Scoring Better in Disc Golf

Scoring better in disc golf, for any competitive and recreational player, is one of the hardest things in the sport to accomplish. To score better during a round consistently takes practice and mental awareness.  

How to Score Better in Disc Golf: Quick Tips

  1. Relax
  2. Play for Par
  3. Have Fun
  4. Don’t Play to Not Lose
  5. Don’t Compare Yourself to Others

Mental Game of Disc Golf

Really good players are consistently good. Let that sink in for a moment. Ken Climo won 12 world titles and Paul Mcbeth has won 6, while taking 2nd place 4 times. This shows a level of consistency many amateur players struggle to accomplish from one round to the next. The mental game of disc golf is crucial to understanding how to play your best every round you play. 

  1.  Understand your Expectations
    1. What’s your best round ever at this course and what’s your worst? How do you usually play at this course? Asking these questions will help you understand the upper threshold and your lower threshold for any given day.
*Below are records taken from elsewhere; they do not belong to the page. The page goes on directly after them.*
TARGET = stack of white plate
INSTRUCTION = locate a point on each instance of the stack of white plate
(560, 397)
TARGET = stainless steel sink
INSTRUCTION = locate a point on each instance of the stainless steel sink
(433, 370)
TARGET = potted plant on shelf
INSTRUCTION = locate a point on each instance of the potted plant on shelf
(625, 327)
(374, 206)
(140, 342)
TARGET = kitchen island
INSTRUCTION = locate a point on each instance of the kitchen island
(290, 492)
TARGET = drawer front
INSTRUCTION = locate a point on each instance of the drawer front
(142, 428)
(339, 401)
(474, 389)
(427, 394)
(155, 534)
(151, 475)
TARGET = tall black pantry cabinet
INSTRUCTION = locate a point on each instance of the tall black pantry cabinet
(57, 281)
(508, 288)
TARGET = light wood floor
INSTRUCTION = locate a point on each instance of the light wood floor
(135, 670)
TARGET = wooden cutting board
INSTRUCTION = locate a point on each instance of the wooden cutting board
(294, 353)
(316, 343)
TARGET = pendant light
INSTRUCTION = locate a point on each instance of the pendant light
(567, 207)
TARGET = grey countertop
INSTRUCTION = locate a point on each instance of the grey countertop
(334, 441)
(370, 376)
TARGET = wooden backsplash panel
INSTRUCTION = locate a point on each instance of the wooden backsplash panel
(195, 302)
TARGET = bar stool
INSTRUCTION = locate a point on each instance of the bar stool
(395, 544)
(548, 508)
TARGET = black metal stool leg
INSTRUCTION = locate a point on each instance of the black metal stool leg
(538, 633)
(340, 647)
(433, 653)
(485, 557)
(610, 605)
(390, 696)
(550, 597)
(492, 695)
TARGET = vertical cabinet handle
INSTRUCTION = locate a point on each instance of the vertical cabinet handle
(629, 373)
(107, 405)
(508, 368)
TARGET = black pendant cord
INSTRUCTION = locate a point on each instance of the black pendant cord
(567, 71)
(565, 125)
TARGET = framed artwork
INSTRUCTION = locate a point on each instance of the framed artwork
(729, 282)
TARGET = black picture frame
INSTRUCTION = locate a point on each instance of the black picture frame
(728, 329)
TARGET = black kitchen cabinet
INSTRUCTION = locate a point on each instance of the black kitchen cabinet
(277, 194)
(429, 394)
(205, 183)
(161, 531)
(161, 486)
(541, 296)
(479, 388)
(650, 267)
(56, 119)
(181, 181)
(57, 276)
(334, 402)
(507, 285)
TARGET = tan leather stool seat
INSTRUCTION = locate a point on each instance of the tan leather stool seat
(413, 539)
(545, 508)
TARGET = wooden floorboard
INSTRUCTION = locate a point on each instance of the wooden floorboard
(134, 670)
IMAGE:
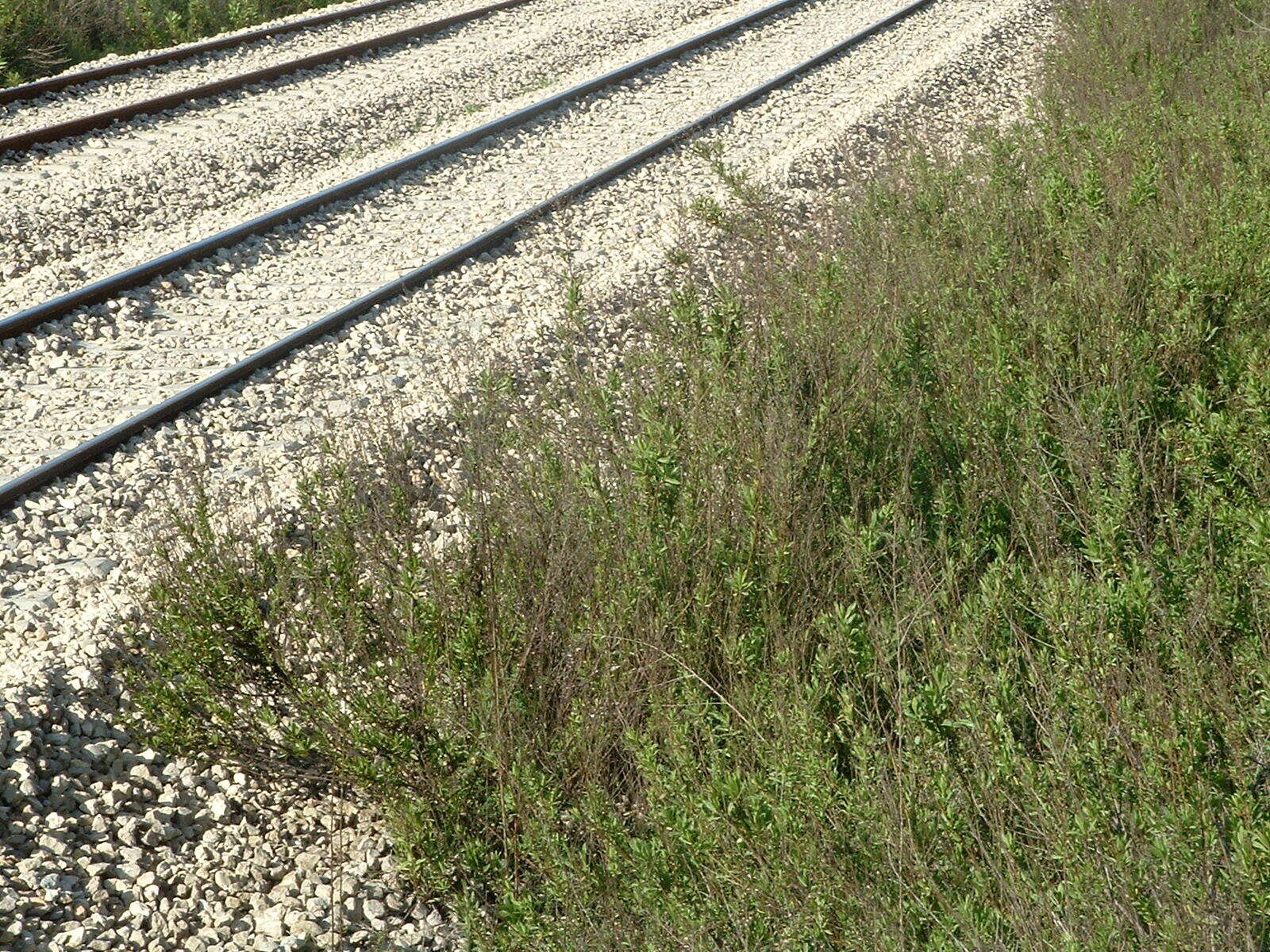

Often, players will forget the mental game of disc golf by trying to break the course record every time they play a round. 
  2. Relax
    1. Good disc golf mentality can be boiled down into one word: relax. The tighter you are, the more prone you are to mistakes. The more relaxed you are, the better your body will move. Mistakes won’t seem like such a big deal either and your scores will fluctuate less. 
  3. Practice How You Play
    1. Practicing disc golf rounds is crucial for playing your best. When practicing, consider playing scored rounds with friends to play with a level of pressure. The mental game of disc golf is filled with pressure and getting used to playing with pressure is key to relaxing and shooting lower rounds. 

Playing Bad Disc Golf

When most players play poorly, they’ll blame everything else but themselves. They didn’t get enough good tree kicks, the wind was in their face all day, the baskets let too many putts slip through the chains, and on and on and on. These types of mind games to trick yourself into thinking you’re better than the round you just played and to forget everything that happened on the course, are detrimental to progress. Playing poorly is part of the game of disc golf. It’s best to accept that you’ve played a bag round of disc golf and learn from your mistakes. The more you learn, the easier it will be to score better in disc golf!